Monday, October 25, 2010

October 25: On the Move

Released from the pair bonds necessary for nesting and raising young, most birds move in flocks during migration. This morning at my office I could hear a small flock of robins clucking in the trees at the edge of the lawn. Robins don't migrate far--usually a few hundred to a thousand miles or so south of where they nested--but they constantly shift around in itinerant flocks searching for food. Robins from northern Maine and Canada, sometimes even accompanied by bluebirds, will pop up here throughout the winter to feast on crabapples, winterberry, mountain ash berries, and other wholesome fruits. It doesn't mean spring's coming early. It means there's something to eat in your yard.

Later in the day a flock of a dozen or more juncos passed through, scuttling in the heaps of fallen leaves, trilling in the pines. Juncos are often accompanied by sparrows, but all I had were my lousy office binoculars, so I couldn't pick out anything but a junco in the bunch. These pert grey and white birds with pink bills will also appear intermittently throughout the winter. My grandmother used to call them "snowbirds."

A birder friend in southern Maine reported literally thousands of cormorants migrating off Biddeford Pool and Eastern Point this morning, including one single flock of 2,500 to 3,000 birds! Cormorants fly in big vees like geese, although often in much more dramatic numbers and more quietly--endless skeins of birds flapping their wings with purpose.

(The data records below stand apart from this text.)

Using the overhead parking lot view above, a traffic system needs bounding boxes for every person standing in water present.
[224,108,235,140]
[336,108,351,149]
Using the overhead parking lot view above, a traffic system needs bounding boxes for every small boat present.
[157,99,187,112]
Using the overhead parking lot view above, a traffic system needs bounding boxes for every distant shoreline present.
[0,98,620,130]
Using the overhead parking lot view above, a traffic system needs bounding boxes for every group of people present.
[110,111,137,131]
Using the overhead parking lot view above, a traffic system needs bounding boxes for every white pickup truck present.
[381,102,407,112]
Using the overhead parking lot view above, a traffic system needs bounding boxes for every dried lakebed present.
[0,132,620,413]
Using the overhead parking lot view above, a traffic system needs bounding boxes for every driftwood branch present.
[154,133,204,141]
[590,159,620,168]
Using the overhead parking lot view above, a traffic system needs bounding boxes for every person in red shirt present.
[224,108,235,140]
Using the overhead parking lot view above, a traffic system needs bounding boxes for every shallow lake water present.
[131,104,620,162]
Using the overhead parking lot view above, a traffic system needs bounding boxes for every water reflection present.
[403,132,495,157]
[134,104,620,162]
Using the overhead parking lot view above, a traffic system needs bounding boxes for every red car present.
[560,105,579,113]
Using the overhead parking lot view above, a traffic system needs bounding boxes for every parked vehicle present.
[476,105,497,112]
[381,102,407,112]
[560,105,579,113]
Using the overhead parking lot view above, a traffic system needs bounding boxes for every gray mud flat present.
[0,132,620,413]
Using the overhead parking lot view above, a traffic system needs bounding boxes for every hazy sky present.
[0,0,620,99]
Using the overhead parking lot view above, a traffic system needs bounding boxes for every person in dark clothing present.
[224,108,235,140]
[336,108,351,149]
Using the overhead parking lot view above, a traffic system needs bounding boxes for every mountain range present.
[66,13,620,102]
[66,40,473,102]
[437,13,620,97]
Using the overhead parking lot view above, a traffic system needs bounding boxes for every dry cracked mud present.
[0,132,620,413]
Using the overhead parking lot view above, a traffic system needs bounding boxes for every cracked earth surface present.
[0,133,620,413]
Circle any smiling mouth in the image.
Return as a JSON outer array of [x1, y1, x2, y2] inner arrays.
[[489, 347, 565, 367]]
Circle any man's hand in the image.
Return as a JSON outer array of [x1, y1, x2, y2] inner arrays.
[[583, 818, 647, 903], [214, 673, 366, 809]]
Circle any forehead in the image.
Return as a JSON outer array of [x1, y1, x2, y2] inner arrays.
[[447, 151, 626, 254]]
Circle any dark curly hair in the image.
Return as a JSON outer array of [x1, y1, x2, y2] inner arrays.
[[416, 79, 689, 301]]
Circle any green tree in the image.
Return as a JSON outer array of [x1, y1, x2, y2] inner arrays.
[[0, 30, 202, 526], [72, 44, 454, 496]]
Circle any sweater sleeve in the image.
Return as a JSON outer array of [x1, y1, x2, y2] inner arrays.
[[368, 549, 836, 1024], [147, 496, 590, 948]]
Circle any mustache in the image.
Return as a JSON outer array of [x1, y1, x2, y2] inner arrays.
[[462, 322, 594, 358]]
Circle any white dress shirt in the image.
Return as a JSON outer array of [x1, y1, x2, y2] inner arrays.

These crowds of feeding, flying creatures moving overhead or in the underbrush add to the overall restless and unsettled mood of this season of transitions. I find myself jumping out of my office chair, useless binoculars in hand, walking from window to window and then outside, wanting to follow the birds. Not far--just enough to get a sense of where they're going. Although as darkness closes in so early now and a chilly fog shrouds the mountaintop, heading south to warmer climes appeals to me more and more. I'm not prepared for winter.

Restless birds fly south
ahead of snow. How I long
to grow wings, follow.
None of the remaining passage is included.